Italian composer (c.1560–1627)

Lodovico Grossi da Viadana (usually Lodovico Viadana, though his family name was Grossi; c. 1560 - 2 May 1627) was an Italian composer, teacher, and Franciscan friar of the Order of Friars Minor Observants. He was the first significant figure to make use of the newly developed technique of figured bass, one of the musical devices which was to define the end of the Renaissance and beginning of the Baroque eras in music.

==Life==
He was born in Viadana, a town in the province of Mantua, Italy. According to a document dating from about 150 years after his death, he was a member of the Grossi family but took the name of his birth city, Viadana, when he entered the order of the Minor Observants prior to 1588. Though there is no contemporary evidence, it has been claimed that he studied with Costanzo Porta, becoming choirmaster at the cathedral in Mantua by 1594. In 1597 he went to Rome, and in 1602 he became choirmaster at the cathedral of San Luca in Mantua. He held a succession of posts at various cathedrals in Italy, including Concordia (near Venice), and Fano, on the east coast of Italy, where he was maestro di cappella from 1610 to 1612. For three years, from 1614 to 1617, he held a position in his religious order which covered the entire province of Bologna (including Ferrara, Mantua and Piacenza). By 1623 he had moved to Busseto, and later he worked at the convent of Santa Andrea, in Gualtieri, near Parma. He died in Gualtieri.
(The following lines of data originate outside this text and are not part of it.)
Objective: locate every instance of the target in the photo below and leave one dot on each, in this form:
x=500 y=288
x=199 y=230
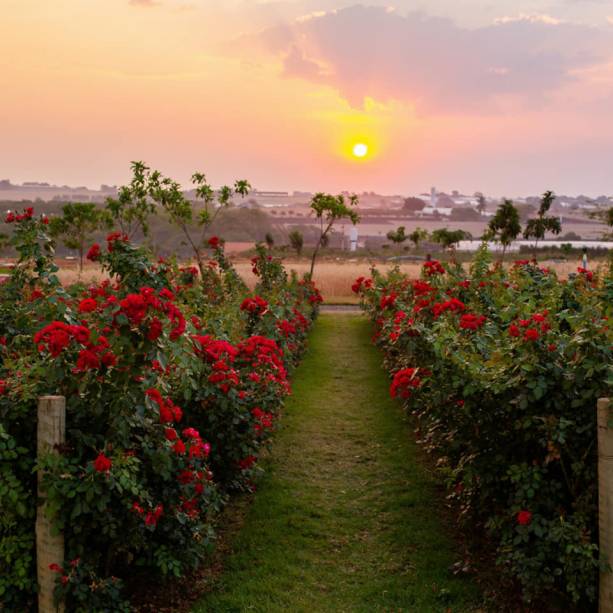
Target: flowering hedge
x=173 y=384
x=503 y=370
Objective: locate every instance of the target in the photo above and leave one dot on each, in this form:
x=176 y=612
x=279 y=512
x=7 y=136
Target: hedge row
x=173 y=384
x=502 y=371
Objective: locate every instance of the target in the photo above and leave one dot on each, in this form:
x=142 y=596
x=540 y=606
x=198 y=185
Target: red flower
x=524 y=518
x=388 y=301
x=113 y=238
x=102 y=464
x=94 y=253
x=255 y=305
x=405 y=380
x=170 y=434
x=88 y=305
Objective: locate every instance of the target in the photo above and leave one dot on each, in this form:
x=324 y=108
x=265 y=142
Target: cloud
x=432 y=62
x=144 y=3
x=530 y=18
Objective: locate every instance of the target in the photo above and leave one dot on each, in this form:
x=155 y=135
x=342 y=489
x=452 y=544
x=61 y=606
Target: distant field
x=334 y=278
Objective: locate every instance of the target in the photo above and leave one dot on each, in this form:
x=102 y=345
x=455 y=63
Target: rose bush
x=172 y=392
x=502 y=371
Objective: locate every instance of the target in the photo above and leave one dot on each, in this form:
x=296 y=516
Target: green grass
x=346 y=518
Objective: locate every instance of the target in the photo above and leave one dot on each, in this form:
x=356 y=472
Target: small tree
x=269 y=240
x=536 y=228
x=132 y=207
x=77 y=225
x=449 y=239
x=296 y=240
x=481 y=203
x=183 y=213
x=329 y=209
x=397 y=236
x=504 y=227
x=606 y=217
x=418 y=235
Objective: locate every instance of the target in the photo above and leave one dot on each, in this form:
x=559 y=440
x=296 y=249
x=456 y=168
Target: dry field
x=334 y=278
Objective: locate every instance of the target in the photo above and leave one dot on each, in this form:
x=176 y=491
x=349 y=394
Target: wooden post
x=605 y=502
x=49 y=547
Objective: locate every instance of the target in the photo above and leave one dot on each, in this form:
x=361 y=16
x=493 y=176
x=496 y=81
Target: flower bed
x=173 y=387
x=502 y=371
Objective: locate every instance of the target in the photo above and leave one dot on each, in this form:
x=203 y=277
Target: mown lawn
x=346 y=518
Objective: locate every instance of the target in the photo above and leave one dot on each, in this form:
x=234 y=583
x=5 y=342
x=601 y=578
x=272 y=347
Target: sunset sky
x=509 y=97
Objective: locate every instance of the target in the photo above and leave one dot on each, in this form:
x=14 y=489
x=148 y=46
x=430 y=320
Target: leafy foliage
x=505 y=226
x=329 y=209
x=502 y=371
x=174 y=384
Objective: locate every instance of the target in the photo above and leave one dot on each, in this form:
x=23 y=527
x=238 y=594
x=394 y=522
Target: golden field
x=333 y=277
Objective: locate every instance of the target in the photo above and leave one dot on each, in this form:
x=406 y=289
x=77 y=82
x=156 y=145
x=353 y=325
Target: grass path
x=345 y=518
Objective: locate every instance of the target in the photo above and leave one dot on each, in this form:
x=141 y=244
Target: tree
x=328 y=209
x=397 y=236
x=481 y=203
x=296 y=240
x=269 y=240
x=464 y=213
x=504 y=227
x=132 y=207
x=536 y=227
x=449 y=239
x=77 y=225
x=412 y=205
x=418 y=235
x=606 y=217
x=193 y=222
==Music and significance==
Viadana is important in the development of the early Baroque technique of basso continuo, and its notational method, known as figured bass. While he did not invent the method—figured basses occur in published sources from at least as early as 1597—he was the first to use it in a widely distributed collection of sacred music (Cento concerti con il basso continuo), which he published in Venice in 1602. Agostino Agazzari in 1607 published a treatise describing how to interpret the new figured bass, though it is clear that many performers had by this time already learned the new method, at least in the most progressive musical centres in Italy.